Fibroblasts, recruited to the fracture site, will lay down a disordered matrix of type II collagen.
Chondrocytes will mature and begin chondrogenesis around day 9–14. This produces callus, initially a
soft material, which bridges the fracture ends. This soft callus will become mineralised (from day 14),
increasing in stiffness and strength, to become hard callus. This process is similar to the embryonic
process of endochondral ossification. The osteoblasts, which mediate this process, are derived from
periosteum, marrow and fracture site. Ossification is enhanced by early motion and (protected) weight
bearing. During this time neovascularisation occurs, with new vessels growing into the fracture site.

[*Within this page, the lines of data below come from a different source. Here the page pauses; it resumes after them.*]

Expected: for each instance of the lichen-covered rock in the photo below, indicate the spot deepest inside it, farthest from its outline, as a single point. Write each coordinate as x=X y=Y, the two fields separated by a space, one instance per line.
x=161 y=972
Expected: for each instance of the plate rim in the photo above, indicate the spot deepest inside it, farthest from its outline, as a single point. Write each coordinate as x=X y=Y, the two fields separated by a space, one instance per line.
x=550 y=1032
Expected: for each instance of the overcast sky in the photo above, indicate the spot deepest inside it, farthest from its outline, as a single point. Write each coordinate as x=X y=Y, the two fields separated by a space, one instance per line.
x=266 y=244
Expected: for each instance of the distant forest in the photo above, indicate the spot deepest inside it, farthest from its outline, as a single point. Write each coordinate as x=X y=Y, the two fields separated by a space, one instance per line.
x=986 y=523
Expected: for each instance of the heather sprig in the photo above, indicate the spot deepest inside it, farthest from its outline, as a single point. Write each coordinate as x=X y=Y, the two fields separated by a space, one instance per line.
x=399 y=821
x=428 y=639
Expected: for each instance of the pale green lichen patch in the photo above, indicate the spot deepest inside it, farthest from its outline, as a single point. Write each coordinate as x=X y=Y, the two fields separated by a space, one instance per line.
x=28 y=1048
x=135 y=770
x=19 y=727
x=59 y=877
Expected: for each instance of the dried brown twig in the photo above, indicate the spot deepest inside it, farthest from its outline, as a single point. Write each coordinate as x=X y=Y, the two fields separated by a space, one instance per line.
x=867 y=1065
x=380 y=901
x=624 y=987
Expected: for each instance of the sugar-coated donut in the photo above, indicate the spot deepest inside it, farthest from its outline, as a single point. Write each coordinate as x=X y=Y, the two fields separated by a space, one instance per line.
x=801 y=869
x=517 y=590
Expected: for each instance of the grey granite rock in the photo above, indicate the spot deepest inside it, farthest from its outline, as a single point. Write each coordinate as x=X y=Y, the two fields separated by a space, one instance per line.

As ossification continues the callus becomes woven bone. Unlike the bone before injury, the woven bone
has a random orientation of collagen and haversian systems.

Remodelling phase

Remodelling takes many (1–4) years. it is a normal physiological process for the entire skeleton, allowing
it to respond to changes in loading patterns. After injury, remodelling converts woven bone to lamellar
bone which has an internal architecture ordered in response to the loads across it. This change in bone
internal structure in response to load is Wolff’s law.

As a very general rule fractures of the upper limb (in adults) take 6–8 weeks to unite. In the lower limb it
takes 12–14 weeks.

1.3 Delayed bone healing There are many factors that can delay bone healing. After
internal fixation this may manifest as failure of the instrumentation. For
conservatively treated fractures delayed union may manifest as persisting pain and
motion or with radiological signs such as hypertrophic callus formation and a
persistent fracture gap (suggesting insufficient immobilisation of the fracture) or
atrophic/hypotrophic callus (suggesting a biological reason for delayed union).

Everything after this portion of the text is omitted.